Een jaar of zeven geleden viel ik bij hem in de stoel flauw; het werd ineens zwart voor mijn ogen en in de verte hoorde ik een mannen- en vrouwenstem mijn naam roepen. Toen ik bijkwam, keek ik recht in de tandartslamp en had ik geen flauw benul waar ik was. De paniek sloeg toe totdat er twee gezichten boven mijn hoofd verschenen. Ter verdediging: ik was om vijf uur opgestaan om mensen van het vliegveld in Düsseldorf op te pikken, had niet ontbeten en lag om kwart over negen in de tandartsstoel – maar waarom zou ik me eigenlijk verdedigen?

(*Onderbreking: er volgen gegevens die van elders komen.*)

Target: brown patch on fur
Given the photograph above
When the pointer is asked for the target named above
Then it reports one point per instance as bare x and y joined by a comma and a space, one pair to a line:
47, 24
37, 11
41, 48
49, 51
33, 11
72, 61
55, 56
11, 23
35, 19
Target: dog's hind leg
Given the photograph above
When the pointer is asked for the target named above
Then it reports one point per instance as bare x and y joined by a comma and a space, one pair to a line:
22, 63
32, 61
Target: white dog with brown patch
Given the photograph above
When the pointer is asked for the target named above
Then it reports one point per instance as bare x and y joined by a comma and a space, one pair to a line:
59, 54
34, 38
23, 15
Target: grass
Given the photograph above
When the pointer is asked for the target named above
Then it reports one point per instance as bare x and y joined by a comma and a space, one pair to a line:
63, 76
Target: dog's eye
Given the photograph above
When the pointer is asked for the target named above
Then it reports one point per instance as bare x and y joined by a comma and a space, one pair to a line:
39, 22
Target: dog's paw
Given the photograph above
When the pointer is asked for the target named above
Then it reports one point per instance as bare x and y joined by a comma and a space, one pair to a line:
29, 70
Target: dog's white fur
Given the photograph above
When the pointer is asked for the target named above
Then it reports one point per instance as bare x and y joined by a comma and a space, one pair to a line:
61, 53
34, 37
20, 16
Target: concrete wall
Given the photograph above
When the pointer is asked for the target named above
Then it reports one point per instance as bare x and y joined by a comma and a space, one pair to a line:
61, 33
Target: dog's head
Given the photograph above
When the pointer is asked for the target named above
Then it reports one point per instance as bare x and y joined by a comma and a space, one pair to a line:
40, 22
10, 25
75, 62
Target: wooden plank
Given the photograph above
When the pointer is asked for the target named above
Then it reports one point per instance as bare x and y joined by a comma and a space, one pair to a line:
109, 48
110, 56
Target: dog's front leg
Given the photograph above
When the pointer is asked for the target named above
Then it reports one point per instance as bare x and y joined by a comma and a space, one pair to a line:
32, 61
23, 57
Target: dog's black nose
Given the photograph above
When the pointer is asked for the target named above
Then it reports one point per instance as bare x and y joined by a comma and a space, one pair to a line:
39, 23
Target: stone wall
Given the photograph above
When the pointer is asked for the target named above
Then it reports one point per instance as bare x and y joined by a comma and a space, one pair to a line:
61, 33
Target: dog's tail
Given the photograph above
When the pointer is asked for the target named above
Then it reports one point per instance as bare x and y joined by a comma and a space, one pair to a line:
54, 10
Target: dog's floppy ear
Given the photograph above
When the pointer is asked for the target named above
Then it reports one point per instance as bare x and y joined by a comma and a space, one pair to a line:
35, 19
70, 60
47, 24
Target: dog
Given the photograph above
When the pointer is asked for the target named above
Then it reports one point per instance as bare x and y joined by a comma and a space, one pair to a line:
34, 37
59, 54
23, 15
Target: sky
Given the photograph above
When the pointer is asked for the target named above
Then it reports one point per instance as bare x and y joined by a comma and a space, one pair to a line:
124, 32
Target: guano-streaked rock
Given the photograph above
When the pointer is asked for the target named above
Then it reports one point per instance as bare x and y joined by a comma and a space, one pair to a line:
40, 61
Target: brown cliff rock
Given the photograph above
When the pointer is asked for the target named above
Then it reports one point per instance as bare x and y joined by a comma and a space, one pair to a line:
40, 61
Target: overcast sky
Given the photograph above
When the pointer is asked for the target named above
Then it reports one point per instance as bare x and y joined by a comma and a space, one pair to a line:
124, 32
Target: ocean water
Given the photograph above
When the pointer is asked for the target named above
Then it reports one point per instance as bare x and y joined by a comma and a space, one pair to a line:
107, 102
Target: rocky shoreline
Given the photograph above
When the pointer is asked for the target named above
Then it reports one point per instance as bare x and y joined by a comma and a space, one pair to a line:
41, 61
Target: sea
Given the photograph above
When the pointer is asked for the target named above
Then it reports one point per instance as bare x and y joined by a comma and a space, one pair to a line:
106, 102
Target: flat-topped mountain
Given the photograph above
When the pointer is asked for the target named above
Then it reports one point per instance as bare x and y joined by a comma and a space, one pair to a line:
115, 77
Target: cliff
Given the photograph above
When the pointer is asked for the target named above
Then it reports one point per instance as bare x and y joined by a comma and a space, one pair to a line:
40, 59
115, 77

De kies gaf goed mee en was er in twee seconden uit. ‘Even kijken of het wel de goede is’, zei mijn tandarts nog. Grapjas. Hoewel de laatste jeugdigheid net uit mijn mond was getrokken, maakte het gat in mijn kaak dat ik met mijn tong sinds mijn tiende niet meer gevoeld had, dat ik me toch weer even jong voelde.

Bijna veertig, god nog aan toe, en nog steeds heb ik geen idee wat ik wil met mijn leven. Er zijn mensen die dat wel weten, heel veel ook, als je de sociale media moet geloven. Jaloersmakend, óf eindeloos saai en voorspelbaar. Gelukkig hoef ik het ook niet te weten, of zoals Karel Appel zei: ‘Ik rotzooi maar wat an.’ Zo is het voor mij ook, al is dat waarschijnlijk de enige overeenkomst tussen Karel Appel en mij. Straks beticht iemand me er nog van dat ik een arrogante lul ben – het zou niet de eerste keer zijn. Zelf vind ik dat het wel meevalt, maar dat zeggen waarschijnlijk alle arrogante lullen. Of zoals een narcist laatst op de radio zei: ‘Ik kan goed omgaan met mijn narcisme. In die zin ben ik beter dan andere narcisten.’

Een tijd geleden kwam ik op internet een t-shirt tegen met daarop de tekst Let maar niet op mij, ik doe ook maar wat. Misschien vat die tekst de essentie van het menselijk leven wel het beste samen. Geldt dat niet voor iedereen? Laten we ‘m allemaal aantrekken en samen het glas heffen. Het zou deze hele schertsvertoning een stuk geloofwaardiger maken.